The pagoda rises seven stories and 40 meters above a monastery that has stood in some form since the second century. Built in 1330 during the Yuan dynasty, when Mongol rulers controlled all of China, the Pagoda of Bailin Temple in Zhao County, Hebei, embodies a particular paradox of conquest: the new rulers preserved and even celebrated the architectural traditions of the peoples they had subjugated. Its design follows the pagoda-building conventions of the Liao and Jin dynasties -- Khitan and Jurchen kingdoms that had ruled northern China before Kublai Khan swept them aside.
The pagoda stands on a stone foundation, its lower section formed by a brick sumeru pedestal adorned with two rows of intricate carvings. Musicians play instruments that were fashionable seven centuries ago. Celestial guardians maintain their vigil. Animals and peonies fill the remaining spaces in compositions that required extraordinary skill to execute in brick. The first story presents a facade of doors and windows framed by columns, rafters, and brackets -- architectural details rendered in masonry rather than timber, a deliberate mimicry that gives the structure the appearance of a wooden building frozen in stone. Above this ornamental ground floor, seven tiers of eaves step upward toward the sky, each slightly smaller than the one below, creating the tapering silhouette that defines Chinese pagoda architecture.

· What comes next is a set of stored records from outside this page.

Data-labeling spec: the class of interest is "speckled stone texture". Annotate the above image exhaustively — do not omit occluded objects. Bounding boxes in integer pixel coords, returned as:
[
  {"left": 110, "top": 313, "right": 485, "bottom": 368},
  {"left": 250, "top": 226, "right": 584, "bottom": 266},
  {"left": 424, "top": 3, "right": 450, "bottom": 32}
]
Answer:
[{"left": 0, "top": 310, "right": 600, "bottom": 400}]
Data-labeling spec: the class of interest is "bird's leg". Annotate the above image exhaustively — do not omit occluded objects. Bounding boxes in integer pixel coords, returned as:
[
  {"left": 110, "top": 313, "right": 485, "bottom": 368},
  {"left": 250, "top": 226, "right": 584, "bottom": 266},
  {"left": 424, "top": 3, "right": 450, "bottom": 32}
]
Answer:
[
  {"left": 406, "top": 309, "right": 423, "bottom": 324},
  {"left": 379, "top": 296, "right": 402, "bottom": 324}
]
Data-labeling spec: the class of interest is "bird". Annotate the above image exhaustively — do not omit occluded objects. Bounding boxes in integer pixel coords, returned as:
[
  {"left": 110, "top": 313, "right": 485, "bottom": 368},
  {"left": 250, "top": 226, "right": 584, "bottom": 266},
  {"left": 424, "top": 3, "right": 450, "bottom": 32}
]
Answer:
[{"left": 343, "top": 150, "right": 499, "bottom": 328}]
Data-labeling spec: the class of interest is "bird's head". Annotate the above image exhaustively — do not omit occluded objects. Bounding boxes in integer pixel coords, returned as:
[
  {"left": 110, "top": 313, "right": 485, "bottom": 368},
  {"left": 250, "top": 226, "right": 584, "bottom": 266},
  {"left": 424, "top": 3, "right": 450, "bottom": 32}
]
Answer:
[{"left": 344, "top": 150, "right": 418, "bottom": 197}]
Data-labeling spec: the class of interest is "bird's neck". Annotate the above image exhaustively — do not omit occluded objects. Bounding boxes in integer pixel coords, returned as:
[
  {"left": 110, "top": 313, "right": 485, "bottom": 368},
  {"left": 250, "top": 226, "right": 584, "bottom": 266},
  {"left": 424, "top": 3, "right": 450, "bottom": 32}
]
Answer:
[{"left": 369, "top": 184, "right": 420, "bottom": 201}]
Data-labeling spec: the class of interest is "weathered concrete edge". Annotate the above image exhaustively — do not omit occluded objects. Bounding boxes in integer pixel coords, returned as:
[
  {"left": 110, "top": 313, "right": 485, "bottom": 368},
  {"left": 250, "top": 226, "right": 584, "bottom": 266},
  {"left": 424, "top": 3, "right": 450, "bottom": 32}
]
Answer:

Bailin Temple -- the name means Cypress Forest Monastery -- predates the pagoda by more than a millennium. Founded in the second century as Guan Yin Monastery, it became one of the most important Chan Buddhist centers in northern China. Its most celebrated abbot was the Tang dynasty Chan master Zhaozhou Congshen, known in Japanese Zen tradition as Joshu, whose koans remain central to Zen practice worldwide. The monastery's spiritual lineage traces an unbroken chain from Bodhidharma, the legendary founder of Chan Buddhism, through dozens of masters spanning nearly two millennia. In the modern era, the temple has embraced the Humanistic Buddhism movement championed by the reformer Taixu, connecting ancient contemplative traditions to contemporary social engagement.
The Yuan dynasty that commissioned the pagoda in 1330 was not Chinese. The Mongol rulers who built it favored Tibetan Buddhism over the Chan tradition practiced at Bailin Temple, yet they chose to honor the monastery with a pagoda designed in the style of the Liao and Jin dynasties -- themselves non-Chinese kingdoms that had ruled the north before the Mongol conquest. The Liao were Khitan, the Jin were Jurchen, and each had developed distinctive pagoda traditions that blended Central Asian and Chinese influences. Emperor Wenzong of Yuan, who reigned when the pagoda was constructed, presided over a cosmopolitan empire that stretched from Korea to Hungary. In this context, building a pagoda that honored the architectural legacy of previous northern dynasties was both a gesture of cultural stewardship and a statement of imperial continuity.
Zhao County sits on the flat agricultural expanse of the North China Plain, southeast of Shijiazhuang. In this landscape of low horizons and broad skies, the 40-meter pagoda commands attention from a considerable distance, its octagonal profile breaking the flatness of the terrain. The county is also home to the famous Anji Bridge, making this modest stretch of Hebei an unexpectedly dense concentration of ancient architectural achievement. From the air, the pagoda's octagonal footprint and tiered eaves are distinctive, a vertical accent in a horizontal world. The monastery grounds surrounding it preserve the quiet that has drawn monks and pilgrims here since the Han dynasty, a continuity of spiritual purpose that the pagoda, for all its stone and brick solidity, merely commemorates.
Located at 37.75N, 114.78E in Zhao County, Hebei Province, on the flat North China Plain. The 40-meter pagoda is a vertical landmark visible from distance in flat terrain. Nearest major airport is Shijiazhuang Zhengding International (ZBSJ), approximately 55 km to the northwest. Best viewed at 2,000-3,000 feet AGL. Nearby Anji Bridge (Zhaozhou Bridge) is also visible.